Zweifache Monero Miner Payload über Oracle Server-Lücke

Originalbeitrag von Johnlery Triunfante und Mark Vicente

Der steile Aufschwung von Kryptowährung in der letzten Zeit hatte einen Schwenk in der Cyberangriffslandschaft zur Folge. Kriminelle passen ihre Ressourcen an den Trend an und setzen sie dafür ein, um Kryptowährung zu verdienen, sei es über Angriffe auf Repositories wie Bitcoin-Wallets oder über die Kompromittierung von Netzwerken und Geräten, um damit digitale Währungen zu schürfen. Dies ist nicht ganz neu – Ransomware-Autoren nutzten bereits seit Jahren vorzugsweise Bitcoin als Zahlungsmittel. Doch in letzter Zeit sind Kryptowährungs-Miner im Kommen. Ende Oktober 2017 tauchte mobile Malware für Mining in beliebten App Stores auf, und im Dezember 2017 verbreitete sich der Digmine Kryptowährungs-Miner über Messaging Apps in den sozialen Medien.

Jetzt wurde CVE-2017-10271, eine gepatchte Sicherheitslücke in Oracle WebLogic WLS-WSAT, über die remote beliebiger Code ausgeführt werden kann, missbraucht. Darüber werden zwei verschiedene Kryptowährungs-Miner abgelegt: eine 64-Bit-Variante und eine 32-Bit Variante eines XMRig Monero Miners. Ist eine Version nicht kompatibel mit dem infizierten Windows Computer, so läuft die andere Version.

Trend Micro hat die Payload als Coinminer_MALXMR.JL-PS identifiziert. Wird sie erfolgreich ausgeführt, so setzt sich auf der infizierten Maschine ein doppelter Monero Miner fest. Technische Details liefert der Originalbeitrag.

Eine Coin-Mining Malware versucht, so viele Geräte wie möglich zu infizieren, denn es bedarf erheblicher Leistung, um Kryptowährung zu schürfen. Mit zwei Payload-Systemen, die beide in der Lage sind, automatisch täglich zu starten, haben die Entwickler dieser Malware bessere Chancen, Maschinen zu infizieren und sie zum Schürfen zu missbrauchen. Auch ist dieser Miner speziell darauf zugeschnitten, das Meiste aus seiner „Wirtmaschine“ heraus zu holen, indem er andere Schadsoftware abschaltet. Er deaktiviert spoosvc.exe und löscht den angesetzten Task “Spooler SubSystem Service”. Dieses Verhalten ist von einem anderen Kryptowährungs-Miner bekannt, den Trend Micro als TROJ_DLOADR.AUSUHI identifiziert hat.

Mögliche Gegenmaßnahmen

Diese Malware nutzt die CPU- und/oder GPU-Ressourcen, sodass das System verdächtig langsam wird. Nutzer sollten dabei misstrauisch werden, denn Mining-Schadsoftware verbreitet sich immer mehr.

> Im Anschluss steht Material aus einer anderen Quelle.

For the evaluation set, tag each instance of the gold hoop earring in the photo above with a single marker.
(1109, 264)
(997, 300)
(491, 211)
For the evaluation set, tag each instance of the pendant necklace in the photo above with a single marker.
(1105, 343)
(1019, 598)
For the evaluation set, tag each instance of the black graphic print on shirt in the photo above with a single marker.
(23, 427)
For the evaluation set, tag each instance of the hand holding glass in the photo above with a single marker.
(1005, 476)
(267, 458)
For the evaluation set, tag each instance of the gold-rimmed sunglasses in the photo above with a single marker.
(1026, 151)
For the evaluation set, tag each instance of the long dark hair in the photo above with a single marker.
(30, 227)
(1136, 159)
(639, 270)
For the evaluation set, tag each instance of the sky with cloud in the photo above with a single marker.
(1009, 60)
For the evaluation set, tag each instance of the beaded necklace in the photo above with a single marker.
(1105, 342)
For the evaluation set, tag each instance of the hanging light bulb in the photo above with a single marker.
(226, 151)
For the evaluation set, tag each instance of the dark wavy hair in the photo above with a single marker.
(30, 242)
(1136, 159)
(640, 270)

Regelmäßiges Patchen und Aktualisieren der Software können die Auswirkungen von Kryptowährungs-Schadsoftware, welche die Systemlücken ausnützt, minimieren helfen. IT/Systemadministratoren können auch Application Whitelisting oder ähnliche Sicherheitsmechanismen, die verdächtige Binärdateien an der Ausführung hindern, in einsetzen. Proaktives Monitoring des Netzwerkverkehrs hilft dabei, Warnzeichen für Malware-Infektionen zu identifizieren. Die Trend Micro Endpoint-Lösung Smart Protection Suites und Trend Micro Worry-Free Services Advanced können über Verhaltensmonitoring, Applikationskontrolle und Shielding von Sicherheitslücken die Ausführung von bösartigen Routinen verhindern. Zusätzlich kann Trend Micro Deep Discovery Inspector Kunden über folgende DDI-Regel schützen:

  • DDI Rule ID 3874:CVE-2017-10271 – Oracle Weblogic Exploit – http (Request)

Indicators of Compromise finden Interessierte im Originalbeitrag.